# Program on other tivo using HMO



## JTalbert (Jan 1, 2001)

Situation.

Your in your living room. You want to record an episode of Boston Legal. You click the record button, and Tivo pops up that you already have L&O SVU scheduled to record.

HMO checks other Tivo on your network and see's nothing is scheduled to record and pops up this message.

Law & Order : SVU is currently scheduled to record on this tivo. Would you like to.

Cancel new recording
Cancel previous recording.
Record on Bedroom Tivo instead ( Using HMO you can transfer this recording to the Living Room Tivo once the Recording as finished)

Ok ok, I am at work and dont know the exact wording when you try to record something.

With the HMO option on Tivo, I am really surprised they do not have this feature already.


----------



## hkancyr (Jan 20, 2002)

Makes alot of sense.
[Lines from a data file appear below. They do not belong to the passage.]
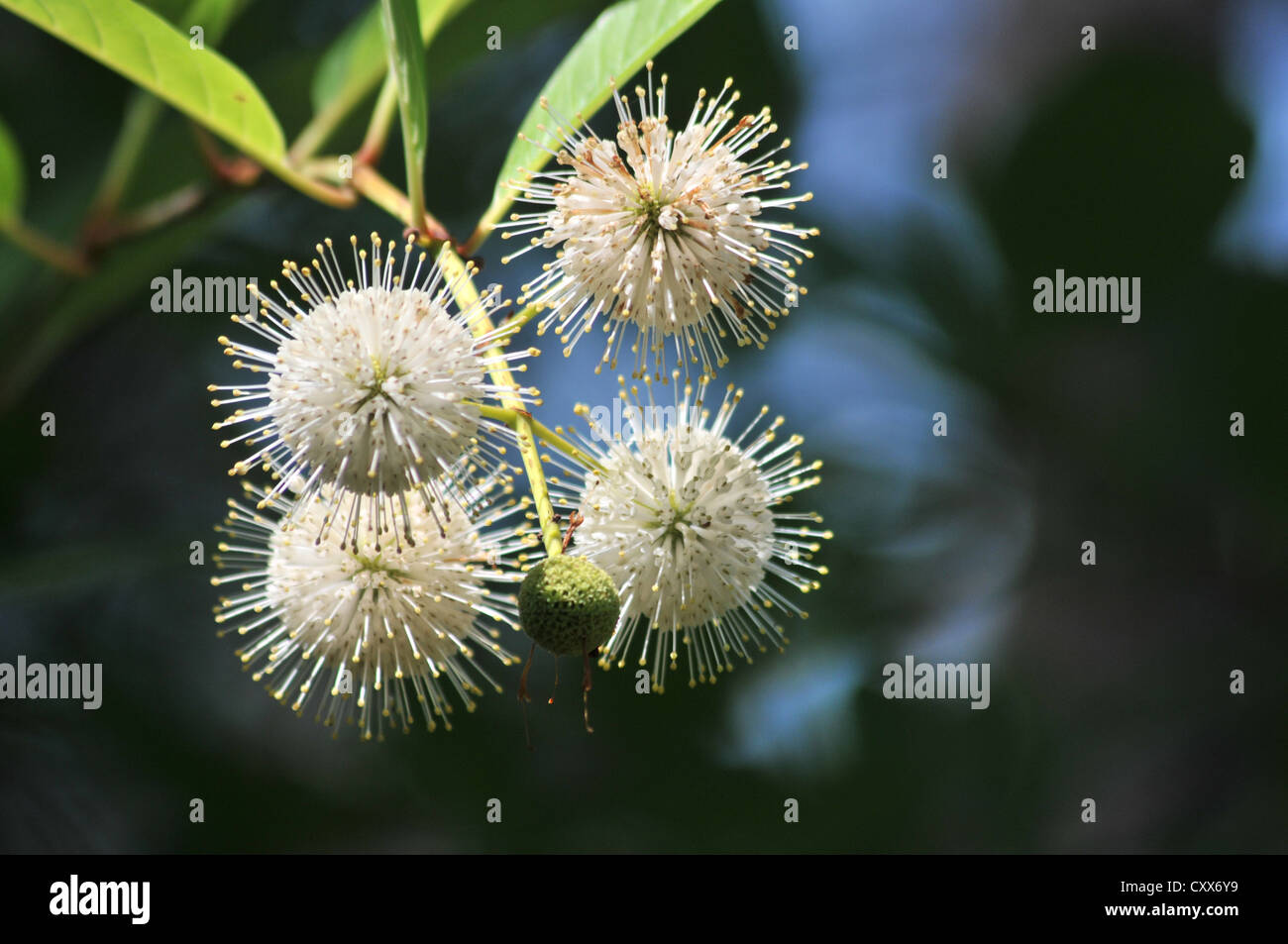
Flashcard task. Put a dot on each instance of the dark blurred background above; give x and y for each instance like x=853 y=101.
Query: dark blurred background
x=1108 y=682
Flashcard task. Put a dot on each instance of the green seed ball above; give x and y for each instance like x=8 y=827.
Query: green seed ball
x=568 y=605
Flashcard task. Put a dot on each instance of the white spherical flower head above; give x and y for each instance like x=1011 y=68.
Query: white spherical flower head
x=664 y=232
x=374 y=386
x=687 y=522
x=373 y=631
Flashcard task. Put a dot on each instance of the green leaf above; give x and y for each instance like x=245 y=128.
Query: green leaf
x=356 y=62
x=617 y=44
x=407 y=64
x=146 y=50
x=11 y=175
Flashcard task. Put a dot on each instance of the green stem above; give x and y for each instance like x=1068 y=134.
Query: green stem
x=43 y=248
x=381 y=120
x=468 y=297
x=545 y=434
x=141 y=115
x=526 y=429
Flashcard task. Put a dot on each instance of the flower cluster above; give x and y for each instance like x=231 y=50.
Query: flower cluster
x=662 y=231
x=373 y=574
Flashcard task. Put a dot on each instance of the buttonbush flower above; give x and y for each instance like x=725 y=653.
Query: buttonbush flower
x=374 y=631
x=664 y=231
x=688 y=520
x=373 y=386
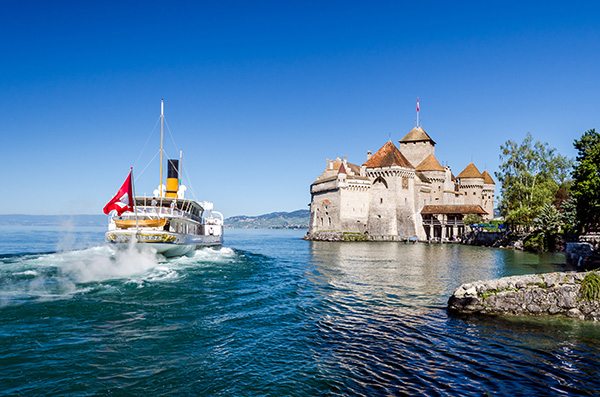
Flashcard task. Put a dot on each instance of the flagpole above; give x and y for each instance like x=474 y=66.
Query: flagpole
x=418 y=109
x=162 y=133
x=137 y=227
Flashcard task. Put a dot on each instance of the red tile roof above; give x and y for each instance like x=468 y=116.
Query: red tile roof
x=388 y=156
x=487 y=178
x=430 y=163
x=417 y=134
x=470 y=171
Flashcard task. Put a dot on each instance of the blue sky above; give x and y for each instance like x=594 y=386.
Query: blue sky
x=259 y=94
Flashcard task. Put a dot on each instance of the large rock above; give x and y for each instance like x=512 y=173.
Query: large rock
x=536 y=294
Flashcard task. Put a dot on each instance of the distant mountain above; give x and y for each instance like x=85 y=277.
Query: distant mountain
x=274 y=220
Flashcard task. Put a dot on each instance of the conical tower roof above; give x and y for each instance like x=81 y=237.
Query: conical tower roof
x=487 y=178
x=417 y=134
x=430 y=163
x=470 y=171
x=388 y=156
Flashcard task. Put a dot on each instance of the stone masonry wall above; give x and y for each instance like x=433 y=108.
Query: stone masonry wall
x=536 y=294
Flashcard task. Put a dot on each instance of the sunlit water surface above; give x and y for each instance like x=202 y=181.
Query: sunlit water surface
x=271 y=314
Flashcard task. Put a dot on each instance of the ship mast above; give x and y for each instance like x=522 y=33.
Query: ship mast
x=162 y=134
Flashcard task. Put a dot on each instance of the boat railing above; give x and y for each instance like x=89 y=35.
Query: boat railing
x=158 y=212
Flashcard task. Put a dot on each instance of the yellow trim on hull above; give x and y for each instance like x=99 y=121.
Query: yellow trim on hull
x=128 y=223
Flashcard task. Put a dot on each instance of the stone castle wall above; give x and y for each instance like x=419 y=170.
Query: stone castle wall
x=536 y=294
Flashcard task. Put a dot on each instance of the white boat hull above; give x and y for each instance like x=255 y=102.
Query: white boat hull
x=168 y=244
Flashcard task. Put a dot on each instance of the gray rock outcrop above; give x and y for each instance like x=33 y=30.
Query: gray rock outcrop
x=536 y=294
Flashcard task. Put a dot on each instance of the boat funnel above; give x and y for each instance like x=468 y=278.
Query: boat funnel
x=172 y=178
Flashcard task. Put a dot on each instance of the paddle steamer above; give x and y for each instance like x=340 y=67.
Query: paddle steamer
x=169 y=223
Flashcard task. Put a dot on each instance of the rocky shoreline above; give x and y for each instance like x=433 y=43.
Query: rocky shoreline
x=571 y=294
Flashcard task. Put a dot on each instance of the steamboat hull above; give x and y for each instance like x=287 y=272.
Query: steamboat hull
x=168 y=244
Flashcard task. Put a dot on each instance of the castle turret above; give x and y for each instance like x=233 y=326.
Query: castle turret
x=470 y=182
x=489 y=192
x=417 y=145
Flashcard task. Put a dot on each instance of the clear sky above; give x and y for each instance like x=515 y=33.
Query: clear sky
x=259 y=94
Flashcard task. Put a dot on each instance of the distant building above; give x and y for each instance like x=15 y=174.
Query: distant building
x=399 y=193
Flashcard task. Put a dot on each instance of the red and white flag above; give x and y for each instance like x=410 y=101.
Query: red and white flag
x=123 y=200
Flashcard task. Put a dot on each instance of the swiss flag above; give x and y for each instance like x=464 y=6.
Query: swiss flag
x=123 y=200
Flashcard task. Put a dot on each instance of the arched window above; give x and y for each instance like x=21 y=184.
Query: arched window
x=380 y=180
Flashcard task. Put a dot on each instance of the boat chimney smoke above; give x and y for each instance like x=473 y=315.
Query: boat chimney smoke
x=172 y=178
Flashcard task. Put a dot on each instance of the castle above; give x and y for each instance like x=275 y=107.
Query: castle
x=397 y=194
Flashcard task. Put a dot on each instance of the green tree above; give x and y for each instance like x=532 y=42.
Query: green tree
x=531 y=174
x=586 y=181
x=549 y=225
x=570 y=223
x=471 y=219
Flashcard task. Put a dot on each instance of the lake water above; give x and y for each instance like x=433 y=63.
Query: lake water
x=271 y=314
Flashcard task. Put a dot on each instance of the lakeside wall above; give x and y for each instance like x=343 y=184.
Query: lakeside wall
x=576 y=295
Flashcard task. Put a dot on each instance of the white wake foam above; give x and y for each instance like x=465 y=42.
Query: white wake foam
x=64 y=274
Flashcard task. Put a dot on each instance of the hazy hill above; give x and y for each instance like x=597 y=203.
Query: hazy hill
x=274 y=220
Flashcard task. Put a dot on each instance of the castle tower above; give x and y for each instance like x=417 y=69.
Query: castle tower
x=417 y=145
x=489 y=190
x=436 y=175
x=471 y=183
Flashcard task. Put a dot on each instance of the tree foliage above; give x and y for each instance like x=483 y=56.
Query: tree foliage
x=586 y=181
x=531 y=173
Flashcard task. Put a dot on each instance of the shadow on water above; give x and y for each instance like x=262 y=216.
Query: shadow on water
x=272 y=314
x=385 y=329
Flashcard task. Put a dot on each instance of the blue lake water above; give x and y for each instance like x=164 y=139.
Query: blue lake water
x=271 y=314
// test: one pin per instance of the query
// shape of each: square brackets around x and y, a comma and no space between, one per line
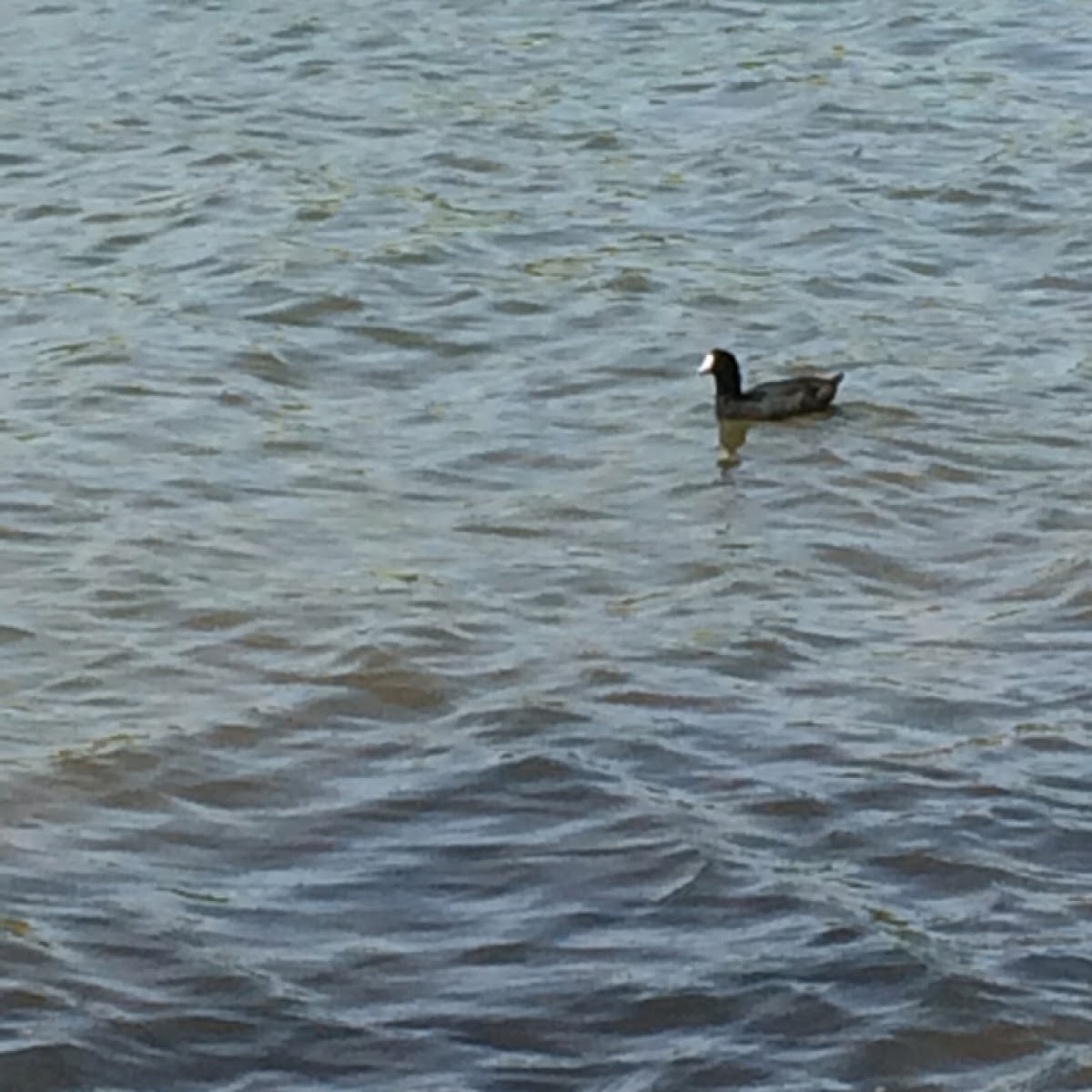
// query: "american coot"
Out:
[787,398]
I too have been hoping for universal tivo management from any tivo on the local network. Your idea is even better, and so logical I am surprised TiVo hasn't instituted it yet. Maybe they are waiting for series 3's enhanced capabilities for that one.


----------



## j2w2 (Feb 25, 2003)

Yeah, households with multi-TiVos need some sort of 'Clustering' or 'Load Balancing' with intelligence between them. That'll never happen though. Be nice to put all the shows you want on any given TiVo and have it intelligently spread them out across all available TiVos in the house. Any bets on whether we will ever see this?


----------



## windracer (Jan 3, 2003)

This is also what's known around here as "cooperative scheduling" and has been a long-requested feature. Maybe some day ...


----------



## Sirshagg (Dec 27, 2001)

JTalbert said:


> Situation.
> 
> Your in your living room. You want to record an episode of Boston Legal. You click the record button, and Tivo pops up that you already have L&O SVU scheduled to record.
> 
> ...


This is most definitely a needed feature.

I'd take it one step further and say that there should only be one now playing and one to do list for all the Tivos in the house.

If you are using the box in the family room and ask to record a show it would try to record it in the famility room but if something was already scheduled it would automatically record in another room (if possible) and transfer it to the family room.

When setting up a recording you should be able to tell it what Tivo in the house you would prefer the recording to be saved to as well. This way you could use the Tivo in the bedroom to schedule a recording to be watched on the family room set.

etc, etc.


----------